タイムリーな話題というのは、本年(2024年)の高校選手権(団体戦)の声かけのことです。どうやら高校かるた連盟と全日本かるた協会の連名で声かけを規制する通知が回ったようです。私自身は通知を直接見たわけではないのですが、X(旧Twitter)に以下のような画像が投稿されています。


Xで拾った画像その1


Xで拾った画像その2


Xで拾った画像その3


この通知のなかで、影響が大きいと思われるポイントは以下の通りです。

① 特定個人に対する声かけは禁止
② 自分の取りをチームに伝える声かけ、持ち札をチームに伝える大声での札の移動も禁止
③ チーム全体に対する声かけは可能
④ 声かけは必要最低限度とし、大声は禁止

声かけの使い方が大きく変わりそうなのは①と②です。多くの団体戦で多用される「取ったよ!」「○○さん、ナイス!」といった声かけが禁止されます。個人的な印象ですが、通常の団体戦で使用されている声かけの半分以上は禁止対象ではないでしょうか。

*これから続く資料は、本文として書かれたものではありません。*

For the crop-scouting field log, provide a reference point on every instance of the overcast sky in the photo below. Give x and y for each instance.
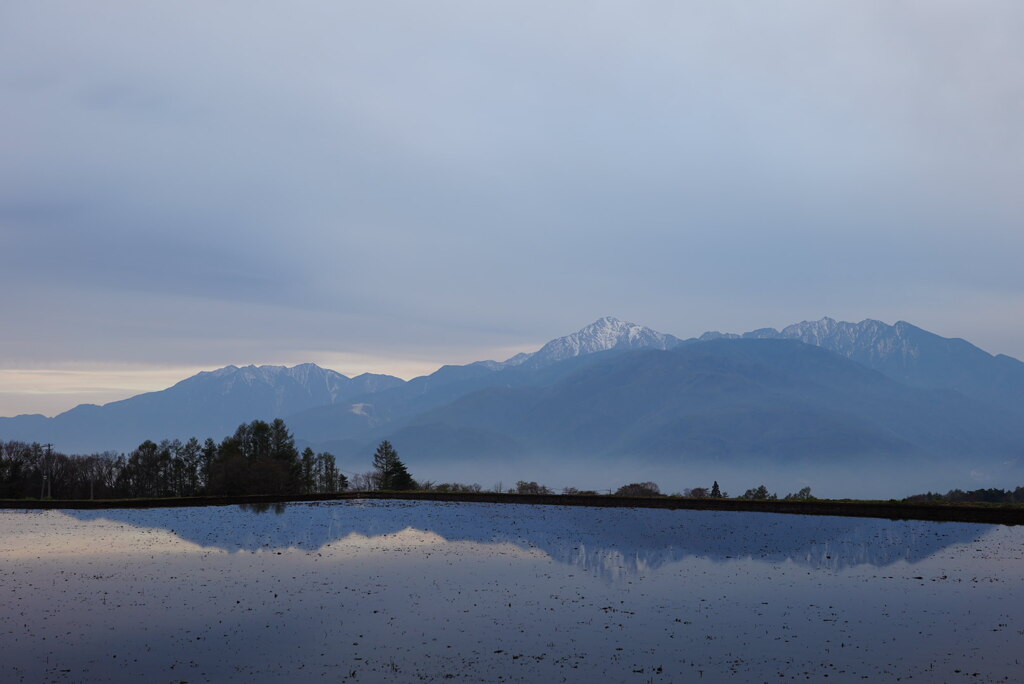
(393, 185)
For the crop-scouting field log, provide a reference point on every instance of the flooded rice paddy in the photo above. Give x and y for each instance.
(410, 591)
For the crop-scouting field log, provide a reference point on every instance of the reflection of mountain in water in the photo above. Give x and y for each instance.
(609, 542)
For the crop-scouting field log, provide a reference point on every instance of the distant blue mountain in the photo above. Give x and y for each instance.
(911, 355)
(821, 391)
(208, 404)
(728, 400)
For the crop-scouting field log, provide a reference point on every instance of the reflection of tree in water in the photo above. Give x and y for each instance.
(278, 508)
(613, 543)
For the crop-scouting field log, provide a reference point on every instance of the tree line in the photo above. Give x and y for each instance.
(258, 458)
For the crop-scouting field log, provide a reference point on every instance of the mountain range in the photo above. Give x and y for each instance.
(815, 392)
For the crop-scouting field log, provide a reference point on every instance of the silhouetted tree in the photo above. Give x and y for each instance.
(530, 487)
(390, 471)
(639, 489)
(760, 493)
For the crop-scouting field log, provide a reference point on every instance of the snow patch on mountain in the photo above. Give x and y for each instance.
(604, 334)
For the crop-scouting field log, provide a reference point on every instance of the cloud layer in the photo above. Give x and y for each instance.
(196, 184)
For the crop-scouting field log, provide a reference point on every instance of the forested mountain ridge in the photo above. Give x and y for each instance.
(208, 404)
(912, 355)
(815, 390)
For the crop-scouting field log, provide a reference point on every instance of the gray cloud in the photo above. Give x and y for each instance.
(196, 183)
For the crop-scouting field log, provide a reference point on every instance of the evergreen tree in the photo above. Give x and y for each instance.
(390, 471)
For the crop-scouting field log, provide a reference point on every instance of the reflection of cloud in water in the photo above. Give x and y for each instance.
(612, 543)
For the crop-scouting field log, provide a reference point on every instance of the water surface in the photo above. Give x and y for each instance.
(407, 591)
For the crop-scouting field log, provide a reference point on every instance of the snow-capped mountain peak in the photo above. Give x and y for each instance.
(605, 333)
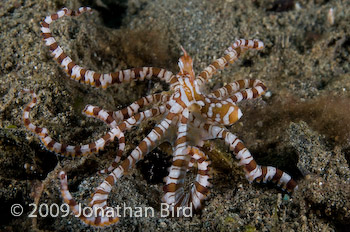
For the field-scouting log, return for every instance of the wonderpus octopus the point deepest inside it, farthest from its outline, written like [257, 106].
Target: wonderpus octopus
[189, 117]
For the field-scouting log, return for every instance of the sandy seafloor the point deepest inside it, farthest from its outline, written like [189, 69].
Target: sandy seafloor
[302, 126]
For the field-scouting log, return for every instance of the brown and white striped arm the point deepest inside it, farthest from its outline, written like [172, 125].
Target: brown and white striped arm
[91, 77]
[129, 111]
[64, 149]
[183, 158]
[254, 172]
[134, 121]
[240, 90]
[231, 55]
[99, 198]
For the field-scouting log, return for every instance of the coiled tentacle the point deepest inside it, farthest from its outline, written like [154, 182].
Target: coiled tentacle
[65, 149]
[91, 77]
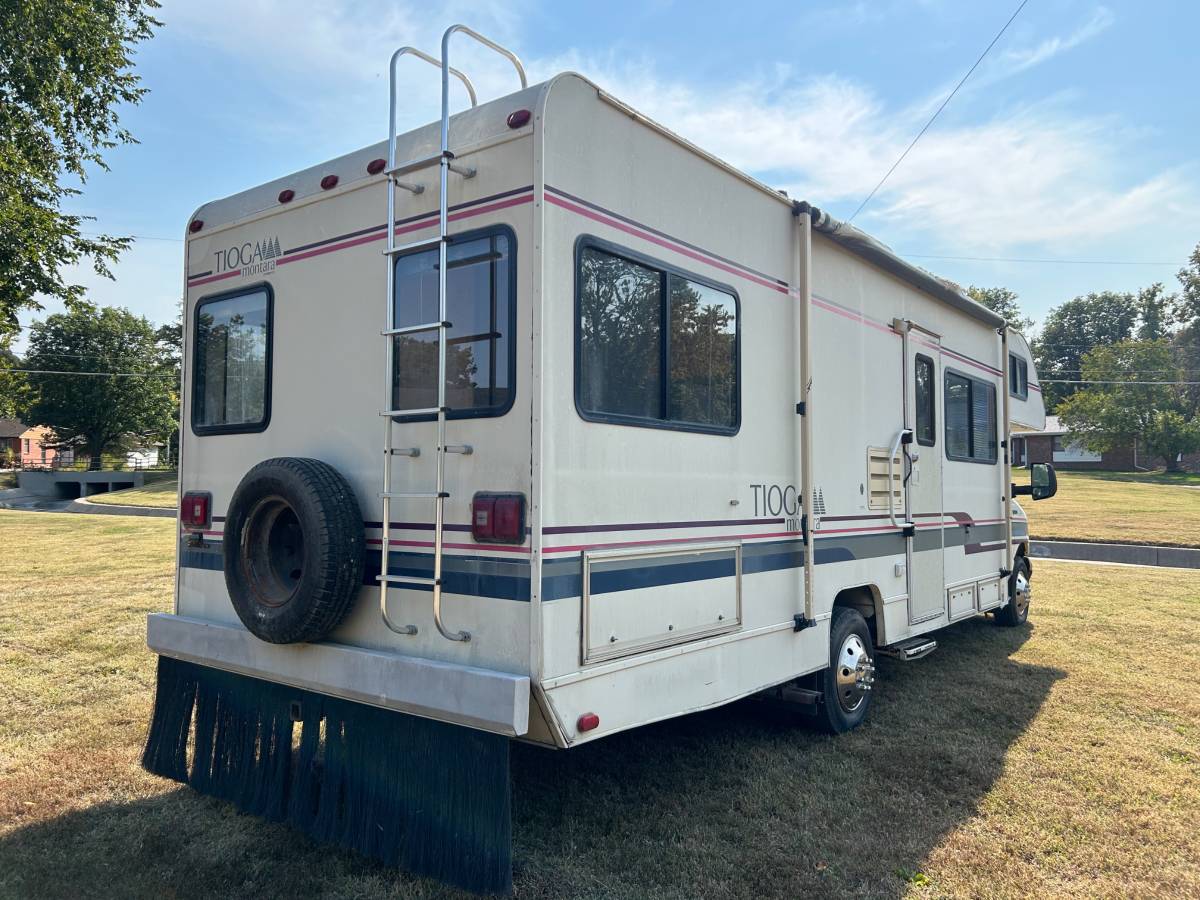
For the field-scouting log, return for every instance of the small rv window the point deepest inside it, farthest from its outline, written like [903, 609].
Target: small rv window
[232, 363]
[970, 419]
[480, 365]
[924, 396]
[655, 347]
[1018, 377]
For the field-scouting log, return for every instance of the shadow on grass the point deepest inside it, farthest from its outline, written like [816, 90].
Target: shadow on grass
[736, 802]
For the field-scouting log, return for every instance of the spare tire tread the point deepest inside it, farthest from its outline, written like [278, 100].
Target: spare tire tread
[334, 540]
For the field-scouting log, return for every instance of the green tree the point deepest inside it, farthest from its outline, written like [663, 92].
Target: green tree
[1005, 303]
[1128, 401]
[1073, 329]
[99, 412]
[65, 67]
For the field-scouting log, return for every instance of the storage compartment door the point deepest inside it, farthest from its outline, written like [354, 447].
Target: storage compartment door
[651, 598]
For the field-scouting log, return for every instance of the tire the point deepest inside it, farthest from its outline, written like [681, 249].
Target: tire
[846, 683]
[294, 550]
[1017, 611]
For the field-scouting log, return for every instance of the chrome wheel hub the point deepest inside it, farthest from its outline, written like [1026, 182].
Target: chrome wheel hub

また、④も影響は大きいと思います。そもそも③の「チーム全体に対する声かけ」(例:「○○高校ファイト!」)はそれなりのボリュームになるので(そうでないとチーム全員に声が届きません)、どこまでが許容される「チーム全体に対する声かけ」なのか、禁止される「大声」なのかの判断は難しそうです。この辺りの判断・運用の問題は後述します。

さて、この通知の内容ですが、大きく以下の2つの問題があると思います。

団体経験が乏しいチームが札合わせで著しく不利になる

通知の①や②の目的は終盤の札合わせの規制だと思います。恐らくは試合終盤に札合わせのための長考により試合進行が遅れる事態を避けたいのではないでしょうか。

私がこの通知を見て真っ先に思ったのは「団体慣れしているチームが圧倒的に有利だな」というものでした。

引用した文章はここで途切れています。